On January 20, 2009, Barack Obama became the 43rd man to hold the office of President of the United States. The last two-and-a-quarter centuries have seen a wide array of vastly different presidents with vastly different legacies. Here's a little trivia about who has occupied the Oval Office and how they came and went.
At a certain age
When William McKinley was assassinated in 1901, Vice President Theodore Roosevelt took the oath of office just 43 days shy of his 43rd birthday, making him the youngest person to hold the office.
When President Ronald Reagan stepped down from the presidency on January 20, 1989, he was only 17 days away from his 78th birthday, making him the oldest president to date.

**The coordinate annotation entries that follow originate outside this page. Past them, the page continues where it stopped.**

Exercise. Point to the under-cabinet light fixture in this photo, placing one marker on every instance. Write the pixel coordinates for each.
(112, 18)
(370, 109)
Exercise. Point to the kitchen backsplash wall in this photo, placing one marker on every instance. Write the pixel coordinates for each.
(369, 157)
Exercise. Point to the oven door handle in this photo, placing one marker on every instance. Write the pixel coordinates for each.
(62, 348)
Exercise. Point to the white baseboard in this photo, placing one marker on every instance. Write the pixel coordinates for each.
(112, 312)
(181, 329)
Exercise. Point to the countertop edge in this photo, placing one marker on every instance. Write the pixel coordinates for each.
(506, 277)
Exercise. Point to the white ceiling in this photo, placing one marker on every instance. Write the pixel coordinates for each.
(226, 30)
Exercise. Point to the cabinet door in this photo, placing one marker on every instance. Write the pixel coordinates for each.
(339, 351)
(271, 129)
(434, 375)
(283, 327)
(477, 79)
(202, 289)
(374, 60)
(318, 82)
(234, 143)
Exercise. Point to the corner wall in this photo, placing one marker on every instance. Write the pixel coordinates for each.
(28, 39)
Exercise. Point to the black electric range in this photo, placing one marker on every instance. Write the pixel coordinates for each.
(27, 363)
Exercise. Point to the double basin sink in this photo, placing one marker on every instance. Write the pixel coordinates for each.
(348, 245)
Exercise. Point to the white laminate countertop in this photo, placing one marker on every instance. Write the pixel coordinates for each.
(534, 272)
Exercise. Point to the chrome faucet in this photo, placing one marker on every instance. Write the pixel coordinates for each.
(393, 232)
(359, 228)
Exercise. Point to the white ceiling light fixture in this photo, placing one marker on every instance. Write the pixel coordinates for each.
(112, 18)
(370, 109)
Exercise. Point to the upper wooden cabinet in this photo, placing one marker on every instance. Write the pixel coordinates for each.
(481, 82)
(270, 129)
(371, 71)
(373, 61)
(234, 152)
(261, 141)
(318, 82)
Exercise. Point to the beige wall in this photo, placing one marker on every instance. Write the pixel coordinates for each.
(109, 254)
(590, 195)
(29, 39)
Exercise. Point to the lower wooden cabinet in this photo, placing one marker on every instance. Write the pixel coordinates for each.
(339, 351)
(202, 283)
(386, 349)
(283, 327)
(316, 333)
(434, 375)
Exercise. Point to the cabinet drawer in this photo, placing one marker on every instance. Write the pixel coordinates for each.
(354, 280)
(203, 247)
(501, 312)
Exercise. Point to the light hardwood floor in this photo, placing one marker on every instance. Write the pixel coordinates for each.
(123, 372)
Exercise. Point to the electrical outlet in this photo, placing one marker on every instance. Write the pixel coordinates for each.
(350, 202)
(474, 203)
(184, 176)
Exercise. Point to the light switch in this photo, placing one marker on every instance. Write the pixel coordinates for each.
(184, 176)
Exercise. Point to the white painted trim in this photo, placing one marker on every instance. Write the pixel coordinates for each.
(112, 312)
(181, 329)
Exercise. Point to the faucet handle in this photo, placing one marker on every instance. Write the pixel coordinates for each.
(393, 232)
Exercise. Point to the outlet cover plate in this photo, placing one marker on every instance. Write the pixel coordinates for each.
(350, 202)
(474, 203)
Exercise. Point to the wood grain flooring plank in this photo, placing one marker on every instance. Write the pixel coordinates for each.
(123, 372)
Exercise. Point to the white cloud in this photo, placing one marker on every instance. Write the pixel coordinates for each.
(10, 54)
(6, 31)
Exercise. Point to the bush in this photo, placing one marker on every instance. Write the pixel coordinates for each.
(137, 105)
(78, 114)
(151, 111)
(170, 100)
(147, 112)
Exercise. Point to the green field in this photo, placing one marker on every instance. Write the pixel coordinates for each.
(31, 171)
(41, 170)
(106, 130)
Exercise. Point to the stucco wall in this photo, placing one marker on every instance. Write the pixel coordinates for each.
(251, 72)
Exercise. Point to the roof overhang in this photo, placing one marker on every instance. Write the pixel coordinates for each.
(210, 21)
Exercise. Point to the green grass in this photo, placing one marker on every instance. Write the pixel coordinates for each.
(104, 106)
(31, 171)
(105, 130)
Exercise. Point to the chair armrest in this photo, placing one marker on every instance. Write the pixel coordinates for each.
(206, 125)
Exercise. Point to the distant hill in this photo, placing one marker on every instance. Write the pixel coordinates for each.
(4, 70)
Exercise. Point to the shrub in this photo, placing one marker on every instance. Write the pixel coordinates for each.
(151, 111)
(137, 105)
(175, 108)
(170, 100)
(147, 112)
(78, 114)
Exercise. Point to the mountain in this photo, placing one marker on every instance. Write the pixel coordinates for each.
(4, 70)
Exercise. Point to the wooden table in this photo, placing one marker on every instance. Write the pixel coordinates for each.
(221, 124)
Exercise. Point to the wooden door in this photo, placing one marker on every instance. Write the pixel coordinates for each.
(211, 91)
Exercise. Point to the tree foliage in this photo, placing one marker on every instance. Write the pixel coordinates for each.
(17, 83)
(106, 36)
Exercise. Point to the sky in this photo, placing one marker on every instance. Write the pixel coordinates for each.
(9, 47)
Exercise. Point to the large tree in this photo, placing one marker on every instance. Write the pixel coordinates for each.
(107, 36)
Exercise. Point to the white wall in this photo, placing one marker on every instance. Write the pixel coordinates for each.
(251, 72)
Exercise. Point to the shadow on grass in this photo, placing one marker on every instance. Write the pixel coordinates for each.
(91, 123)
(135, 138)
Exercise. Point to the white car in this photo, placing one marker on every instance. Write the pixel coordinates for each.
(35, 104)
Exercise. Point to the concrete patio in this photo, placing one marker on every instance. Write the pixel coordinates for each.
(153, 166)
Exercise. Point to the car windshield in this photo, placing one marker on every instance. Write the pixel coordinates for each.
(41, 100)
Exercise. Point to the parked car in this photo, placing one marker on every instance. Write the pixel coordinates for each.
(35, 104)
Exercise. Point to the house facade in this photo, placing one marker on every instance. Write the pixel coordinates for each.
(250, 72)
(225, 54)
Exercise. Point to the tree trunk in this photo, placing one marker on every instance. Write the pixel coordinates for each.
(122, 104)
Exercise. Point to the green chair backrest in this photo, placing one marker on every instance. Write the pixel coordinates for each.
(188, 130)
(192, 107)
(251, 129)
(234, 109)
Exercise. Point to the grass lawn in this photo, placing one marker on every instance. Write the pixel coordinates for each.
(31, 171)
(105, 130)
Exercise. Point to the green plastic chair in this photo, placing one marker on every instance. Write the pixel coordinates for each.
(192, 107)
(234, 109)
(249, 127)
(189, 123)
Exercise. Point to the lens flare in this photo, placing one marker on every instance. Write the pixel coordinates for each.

Eight presidents have died while in office:
- For a long time, it was commonly believed that William Henry Harrison caught pneumonia and died because he delivered a two-hour inauguration speech in the cold rain on March 4, 1841. In fact, the president didn't show signs of illness until more than three weeks after the inauguration, making a connection between the two unlikely. Nonetheless, Harrison died from pneumonia and pleurisy exactly one month after taking office, making his the shortest presidential term to date.
- On July 9, 1850, 16 months into his presidential term, President Zachary Taylor died from acute gastroenteritis, a disease of the stomach and small intestine.
- On April 15, 1865, a bullet from the gun of John Wilkes Booth made President Abraham Lincoln the first U.S. President to be assassinated.
- James A. Garfield was shot by Charles J. Guiteau on July 2, 1881. He managed to stay alive until September 19, and might have survived if medical science had been more advanced. It's believed that the blood poisoning that eventually took his life was caused by the doctors inspecting and treating his gunshot wound and not by the bullet itself.
- William McKinley, the last Civil War veteran to be elected to the presidency, was brought down on September 14, 1901, by a pistol shot fired by anarchist Leon Czolgosz.
- Warren G. Harding, in 1923, became the first president to visit Alaska. Soon after that visit, he caught pneumonia, which eventually led to either a fatal heart attack or fatal stroke on August 2, 1923.
- Only one man has served as president for more than two terms. During his fourth term, President Franklin Delano Roosevelt, physically weakened by the stresses of the presidency and by a lifetime of compensating for his disability, suffered a massive cerebral hemorrhage on March 30, 1945.
- On November 22, 1963, John F. Kennedy, our first Roman Catholic president, was gunned down in Dallas, Texas, by (officially) Lee Harvey Oswald, though this is a point of contention for many conspiracists.
On August 8, 1974, Richard Nixon, facing impeachment because of his role in the Watergate scandal, announced his resignation on radio and television, effective at noon the next day. On August 9, then, he became the only president ever to resign from office.
Nixon had been elected with Spiro Agnew as his vice presidential running mate. Agnew resigned his post in October of the preceding year after a bribery scandal from his years as governor of Maryland was made public. Nixon appointed House Minority Leader Gerald Ford to the post. After Nixon resigned, Ford became president. Because he didn't run for a second term, Ford is therefore the only president never to have been elected to the post.